También estaba, por supuesto, este servidor: Soy el bardo que escribió estos versos, y encargado de la protección de la joven alteza. Pero los bardos no podemos ponernos dentro de nuestros propios versos: Las cosas no funcionan así. Tampocó puse en ellos al gato que leía atentamente desde los hombros del mago, una bestezuela infernal y malumorada de pelaje amarillo azufre.

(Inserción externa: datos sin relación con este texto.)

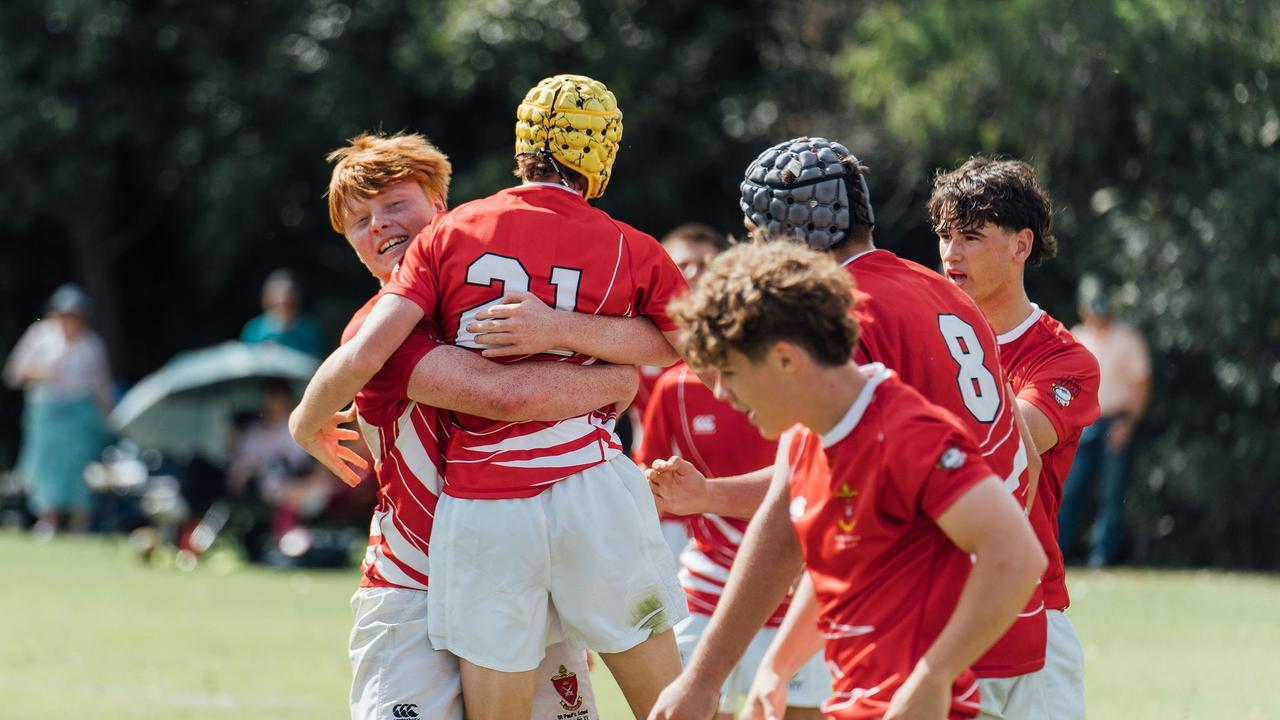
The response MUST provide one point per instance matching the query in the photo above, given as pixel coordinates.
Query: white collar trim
(556, 185)
(876, 373)
(849, 261)
(1022, 327)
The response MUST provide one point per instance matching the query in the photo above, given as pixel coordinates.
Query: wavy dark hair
(1001, 192)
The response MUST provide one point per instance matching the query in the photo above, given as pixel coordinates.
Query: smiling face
(984, 261)
(380, 227)
(759, 388)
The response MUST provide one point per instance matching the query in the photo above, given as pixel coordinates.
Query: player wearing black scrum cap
(813, 190)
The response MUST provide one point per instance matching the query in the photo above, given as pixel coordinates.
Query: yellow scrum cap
(577, 121)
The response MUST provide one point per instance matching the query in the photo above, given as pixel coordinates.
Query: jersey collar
(864, 253)
(1022, 327)
(876, 373)
(556, 185)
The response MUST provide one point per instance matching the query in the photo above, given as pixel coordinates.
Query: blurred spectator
(278, 484)
(282, 320)
(691, 246)
(1104, 451)
(62, 367)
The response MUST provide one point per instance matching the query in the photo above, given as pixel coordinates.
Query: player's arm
(522, 324)
(987, 523)
(458, 379)
(314, 422)
(1034, 464)
(795, 642)
(681, 490)
(763, 572)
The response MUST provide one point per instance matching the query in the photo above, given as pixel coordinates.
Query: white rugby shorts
(1063, 675)
(589, 547)
(676, 534)
(396, 675)
(808, 688)
(1010, 698)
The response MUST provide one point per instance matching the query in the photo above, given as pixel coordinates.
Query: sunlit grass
(90, 630)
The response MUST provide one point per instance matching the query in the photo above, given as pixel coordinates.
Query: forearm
(798, 638)
(1008, 560)
(622, 341)
(458, 379)
(737, 496)
(1033, 458)
(763, 570)
(997, 589)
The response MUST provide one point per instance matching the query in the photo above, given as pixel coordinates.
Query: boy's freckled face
(380, 227)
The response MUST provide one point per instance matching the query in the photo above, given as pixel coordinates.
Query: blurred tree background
(168, 155)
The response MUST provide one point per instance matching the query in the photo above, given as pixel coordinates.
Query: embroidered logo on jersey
(1065, 391)
(845, 523)
(566, 686)
(951, 459)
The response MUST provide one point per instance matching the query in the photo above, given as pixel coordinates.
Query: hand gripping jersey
(542, 238)
(864, 502)
(937, 341)
(684, 418)
(1054, 372)
(406, 440)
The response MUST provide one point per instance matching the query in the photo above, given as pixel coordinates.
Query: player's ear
(784, 355)
(1023, 242)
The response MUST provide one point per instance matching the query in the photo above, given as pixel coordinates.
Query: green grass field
(86, 630)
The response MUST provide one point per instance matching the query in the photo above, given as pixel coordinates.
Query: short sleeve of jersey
(936, 465)
(1066, 391)
(656, 443)
(391, 383)
(658, 282)
(416, 277)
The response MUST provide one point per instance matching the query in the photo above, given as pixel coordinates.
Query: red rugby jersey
(864, 502)
(545, 240)
(1054, 372)
(932, 335)
(406, 440)
(685, 419)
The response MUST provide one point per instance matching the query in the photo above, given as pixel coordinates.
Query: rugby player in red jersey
(685, 419)
(914, 322)
(534, 514)
(918, 555)
(383, 191)
(993, 219)
(691, 246)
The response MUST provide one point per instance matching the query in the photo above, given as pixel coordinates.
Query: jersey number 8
(977, 384)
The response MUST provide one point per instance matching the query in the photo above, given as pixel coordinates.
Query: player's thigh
(488, 598)
(394, 670)
(808, 688)
(562, 689)
(1063, 677)
(1010, 698)
(613, 579)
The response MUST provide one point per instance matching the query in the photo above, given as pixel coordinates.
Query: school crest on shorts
(566, 687)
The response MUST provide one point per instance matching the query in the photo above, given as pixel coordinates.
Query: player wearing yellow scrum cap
(574, 122)
(543, 528)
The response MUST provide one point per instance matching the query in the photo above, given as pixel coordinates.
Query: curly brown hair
(755, 295)
(1001, 192)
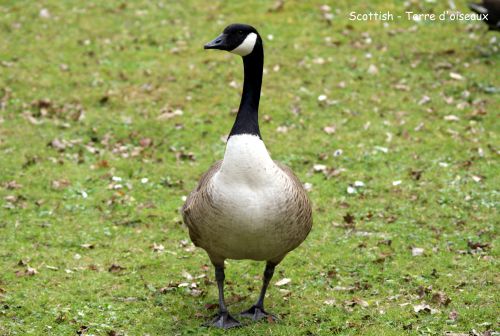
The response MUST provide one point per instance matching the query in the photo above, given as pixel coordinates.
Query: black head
(237, 38)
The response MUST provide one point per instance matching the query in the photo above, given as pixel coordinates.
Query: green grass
(122, 63)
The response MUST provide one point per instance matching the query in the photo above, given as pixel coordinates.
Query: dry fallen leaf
(440, 298)
(115, 268)
(283, 282)
(456, 76)
(329, 129)
(417, 251)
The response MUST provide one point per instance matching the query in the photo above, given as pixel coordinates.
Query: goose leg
(257, 312)
(222, 319)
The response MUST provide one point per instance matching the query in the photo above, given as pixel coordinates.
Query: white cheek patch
(246, 47)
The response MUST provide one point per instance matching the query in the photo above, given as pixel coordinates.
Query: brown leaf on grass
(167, 113)
(453, 315)
(349, 219)
(417, 251)
(283, 282)
(416, 174)
(329, 129)
(115, 268)
(423, 307)
(478, 245)
(29, 271)
(58, 144)
(82, 330)
(356, 301)
(146, 142)
(11, 185)
(158, 247)
(440, 298)
(60, 184)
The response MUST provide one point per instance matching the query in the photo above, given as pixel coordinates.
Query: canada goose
(490, 11)
(247, 206)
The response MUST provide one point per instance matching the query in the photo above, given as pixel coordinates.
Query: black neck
(247, 119)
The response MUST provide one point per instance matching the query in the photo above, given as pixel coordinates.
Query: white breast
(249, 186)
(251, 195)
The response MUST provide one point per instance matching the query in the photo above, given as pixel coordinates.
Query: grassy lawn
(110, 112)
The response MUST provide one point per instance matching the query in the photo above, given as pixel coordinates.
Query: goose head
(237, 38)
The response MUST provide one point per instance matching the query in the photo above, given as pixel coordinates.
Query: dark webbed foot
(224, 321)
(256, 313)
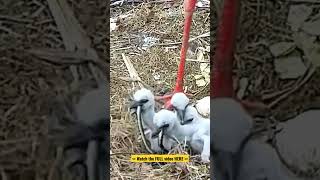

La pregunta es : ¿Que hacía este variopinto grupo leyendo tan atentamente la sección más plebeya del periódico del reino?
Si somos fieles a el cliché, seguro estaban viendo un anuncio de que un reino cercano estaba buscando valientes viajeros que quisieran ayudar llevar un mensaje muy especial a un hechicero y traer una medicina mágica de las tierras reconditas “De quién sabe dónde” para que la hermosa princesa despertara de su sueño, del que fué víctima por ser la más bella del reino. Obvio se necesita un grupo especial y qué casualidad, ése grupo está leyendo la nota.